Selecting a variable in CMW system:
_metadata = spark._jvm.cern.nxcals.api.extraction.metadata
variableService = _metadata.ServiceClientFactory.createVariableService()
Variables = _metadata.queries.Variables
variable = variableService \
.findOne(getattr(Variables.suchThat().systemName().eq("CMW"), 'and')().variableName().eq("SPS:NXCALS_FUNDAMENTAL")) \
.get()
variable.getDescription()
variable = variableService \
.findOne(Variables.suchThat().systemName().eq("CMW").and_().variableName().eq("SPS:NXCALS_FUNDAMENTAL")) \
.get()
variable.getDescription()
Retrieving 2 variables (please note that unfortunately Py4J requires some conditions nesting whereas syntax in JPype is more straightforward):
_metadata = spark._jvm.cern.nxcals.api.extraction.metadata
variableService = _metadata.ServiceClientFactory.createVariableService()

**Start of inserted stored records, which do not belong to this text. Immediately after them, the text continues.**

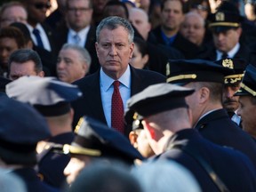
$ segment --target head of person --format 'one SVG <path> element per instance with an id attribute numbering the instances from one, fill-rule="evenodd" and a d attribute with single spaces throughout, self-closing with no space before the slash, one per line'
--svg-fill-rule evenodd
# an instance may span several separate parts
<path id="1" fill-rule="evenodd" d="M 126 117 L 126 116 L 125 116 Z M 152 150 L 148 140 L 147 139 L 146 132 L 142 124 L 142 116 L 134 113 L 132 119 L 132 130 L 129 133 L 129 140 L 131 144 L 144 156 L 149 157 L 155 155 Z M 127 121 L 131 121 L 127 119 Z"/>
<path id="2" fill-rule="evenodd" d="M 57 58 L 57 76 L 60 81 L 73 83 L 83 78 L 90 69 L 92 59 L 84 47 L 66 44 Z"/>
<path id="3" fill-rule="evenodd" d="M 36 52 L 20 49 L 13 52 L 8 60 L 9 78 L 18 79 L 23 76 L 44 76 L 43 64 Z"/>
<path id="4" fill-rule="evenodd" d="M 188 11 L 196 12 L 202 16 L 204 20 L 211 14 L 211 7 L 208 0 L 191 0 L 188 2 Z"/>
<path id="5" fill-rule="evenodd" d="M 161 4 L 162 28 L 177 33 L 184 20 L 185 7 L 181 0 L 164 0 Z"/>
<path id="6" fill-rule="evenodd" d="M 201 191 L 194 175 L 171 159 L 144 163 L 133 167 L 132 174 L 139 180 L 144 191 Z"/>
<path id="7" fill-rule="evenodd" d="M 204 20 L 198 13 L 190 12 L 185 15 L 180 32 L 188 41 L 200 46 L 205 34 Z"/>
<path id="8" fill-rule="evenodd" d="M 241 16 L 234 12 L 218 11 L 209 16 L 209 20 L 215 48 L 226 53 L 231 51 L 242 34 Z"/>
<path id="9" fill-rule="evenodd" d="M 140 8 L 132 8 L 129 12 L 130 22 L 132 24 L 132 26 L 134 26 L 140 35 L 146 41 L 151 29 L 148 15 L 144 10 Z"/>
<path id="10" fill-rule="evenodd" d="M 97 27 L 95 44 L 100 64 L 108 76 L 118 79 L 132 57 L 134 30 L 120 17 L 105 18 Z"/>
<path id="11" fill-rule="evenodd" d="M 239 108 L 239 96 L 234 94 L 239 90 L 248 63 L 243 59 L 222 59 L 215 63 L 233 69 L 233 72 L 225 76 L 222 103 L 228 112 L 233 113 Z"/>
<path id="12" fill-rule="evenodd" d="M 36 27 L 46 18 L 46 12 L 51 8 L 50 0 L 21 0 L 28 12 L 28 22 Z"/>
<path id="13" fill-rule="evenodd" d="M 0 29 L 0 65 L 8 67 L 10 55 L 18 49 L 25 48 L 25 38 L 22 32 L 14 27 Z"/>
<path id="14" fill-rule="evenodd" d="M 118 16 L 128 20 L 129 12 L 125 4 L 121 1 L 110 0 L 103 9 L 103 17 Z"/>
<path id="15" fill-rule="evenodd" d="M 136 159 L 143 159 L 125 136 L 88 116 L 81 117 L 75 132 L 76 135 L 71 145 L 59 148 L 59 151 L 71 156 L 64 170 L 68 184 L 83 168 L 97 159 L 106 163 L 121 161 L 127 165 L 132 164 Z"/>
<path id="16" fill-rule="evenodd" d="M 37 142 L 51 135 L 46 120 L 28 104 L 7 96 L 0 96 L 0 115 L 1 167 L 35 166 Z"/>
<path id="17" fill-rule="evenodd" d="M 44 116 L 52 136 L 72 131 L 70 102 L 82 96 L 76 85 L 60 82 L 55 77 L 26 76 L 10 83 L 6 93 L 10 98 L 30 104 Z"/>
<path id="18" fill-rule="evenodd" d="M 224 76 L 232 69 L 204 60 L 169 60 L 166 68 L 167 83 L 195 89 L 186 97 L 193 125 L 208 111 L 222 108 Z"/>
<path id="19" fill-rule="evenodd" d="M 91 0 L 67 0 L 66 20 L 68 28 L 79 32 L 89 27 L 92 17 Z"/>
<path id="20" fill-rule="evenodd" d="M 170 137 L 191 127 L 191 113 L 185 97 L 193 89 L 171 84 L 150 85 L 127 101 L 127 111 L 142 116 L 142 124 L 149 145 L 156 155 L 163 153 Z"/>
<path id="21" fill-rule="evenodd" d="M 138 180 L 124 164 L 100 162 L 84 168 L 68 191 L 142 192 Z"/>
<path id="22" fill-rule="evenodd" d="M 134 37 L 134 51 L 131 65 L 136 68 L 146 68 L 149 60 L 147 42 L 140 37 Z"/>
<path id="23" fill-rule="evenodd" d="M 4 28 L 12 22 L 26 24 L 28 12 L 23 4 L 20 2 L 10 2 L 3 4 L 0 10 L 0 28 Z"/>
<path id="24" fill-rule="evenodd" d="M 256 68 L 249 64 L 244 72 L 240 89 L 236 92 L 239 96 L 237 115 L 242 118 L 243 129 L 256 138 Z"/>

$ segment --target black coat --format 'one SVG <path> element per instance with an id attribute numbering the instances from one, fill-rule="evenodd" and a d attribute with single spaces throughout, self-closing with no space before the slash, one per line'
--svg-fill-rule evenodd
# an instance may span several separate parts
<path id="1" fill-rule="evenodd" d="M 150 84 L 164 83 L 163 75 L 144 69 L 137 69 L 131 67 L 132 88 L 131 95 L 134 95 Z M 83 92 L 83 97 L 72 103 L 75 111 L 73 127 L 79 118 L 84 115 L 98 119 L 107 124 L 105 118 L 100 87 L 100 70 L 74 83 L 77 84 Z M 124 133 L 128 135 L 132 130 L 132 124 L 125 127 Z"/>
<path id="2" fill-rule="evenodd" d="M 204 116 L 195 128 L 212 142 L 245 154 L 256 168 L 256 142 L 229 118 L 225 109 L 218 109 Z"/>
<path id="3" fill-rule="evenodd" d="M 166 145 L 165 152 L 155 159 L 172 159 L 184 165 L 194 174 L 202 191 L 220 190 L 198 161 L 180 148 L 176 148 L 177 145 L 196 150 L 198 156 L 208 163 L 229 191 L 256 190 L 256 170 L 247 156 L 210 142 L 195 129 L 185 129 L 172 135 Z"/>

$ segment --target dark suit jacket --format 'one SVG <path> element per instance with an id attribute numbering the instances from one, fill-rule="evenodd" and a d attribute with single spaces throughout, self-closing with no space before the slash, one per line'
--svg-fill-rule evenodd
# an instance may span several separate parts
<path id="1" fill-rule="evenodd" d="M 161 26 L 158 26 L 152 30 L 152 33 L 156 36 L 158 44 L 165 44 L 165 42 L 162 38 Z M 165 44 L 166 45 L 166 44 Z M 170 45 L 179 50 L 185 57 L 185 59 L 195 59 L 199 53 L 199 48 L 193 43 L 184 38 L 181 34 L 178 33 L 173 43 Z"/>
<path id="2" fill-rule="evenodd" d="M 200 119 L 195 127 L 212 142 L 245 154 L 256 167 L 255 141 L 229 118 L 225 109 L 211 112 Z"/>
<path id="3" fill-rule="evenodd" d="M 177 148 L 177 145 L 181 148 Z M 238 151 L 210 142 L 195 129 L 185 129 L 172 135 L 166 145 L 166 152 L 155 159 L 172 159 L 180 163 L 194 174 L 202 191 L 219 192 L 198 161 L 191 154 L 180 149 L 184 148 L 197 151 L 197 156 L 208 163 L 229 191 L 256 190 L 256 170 L 249 158 Z"/>
<path id="4" fill-rule="evenodd" d="M 150 84 L 164 83 L 166 81 L 165 76 L 159 73 L 137 69 L 131 66 L 130 68 L 132 78 L 131 95 L 140 92 Z M 100 70 L 74 84 L 78 85 L 83 92 L 83 97 L 72 103 L 75 110 L 73 127 L 76 125 L 79 118 L 84 115 L 107 124 L 100 97 Z M 124 130 L 125 135 L 128 135 L 131 130 L 132 124 L 128 124 Z"/>
<path id="5" fill-rule="evenodd" d="M 57 38 L 57 50 L 58 52 L 61 49 L 62 45 L 68 42 L 68 28 L 66 24 L 63 24 L 56 28 Z M 96 42 L 96 28 L 94 26 L 91 26 L 87 34 L 87 39 L 84 44 L 84 48 L 89 52 L 92 57 L 92 64 L 90 68 L 90 73 L 96 72 L 100 68 L 100 63 L 98 60 L 96 49 L 95 49 L 95 42 Z"/>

Variables = _metadata.queries.Variables
variables = variableService \
.findAll(getattr( \
getattr(Variables.suchThat().variableName().eq("SPS:NXCALS_FUNDAMENTAL"), 'or')().variableName().eq("CPS:NXCALS_FUNDAMENTAL"), \
'and')().systemName().eq("CMW"))
len(variables)
variables = variableService.findOne(Variables.suchThat() \
.systemName().eq("CMW").and_(Variables.suchThat.variableName().eq("SPS:NXCALS_FUNDAMENTAL").or_().variableName().eq("CPS:NXCALS_FUNDAMENTAL")))
Conclusion
Both options: JPype an Py4J are quite powerful and allow bridging Java and Python worlds with a minimal effort.
JPype exposes the JVM objects with a more user-friendly approach (less boilerplate code) and has straightforward way to access static properties and classes.
Py4j may become interesting when there is a need to run the java code on a remote host and access objects from a Python client running elsewhere.
It can be run easily from SWAN notebooks.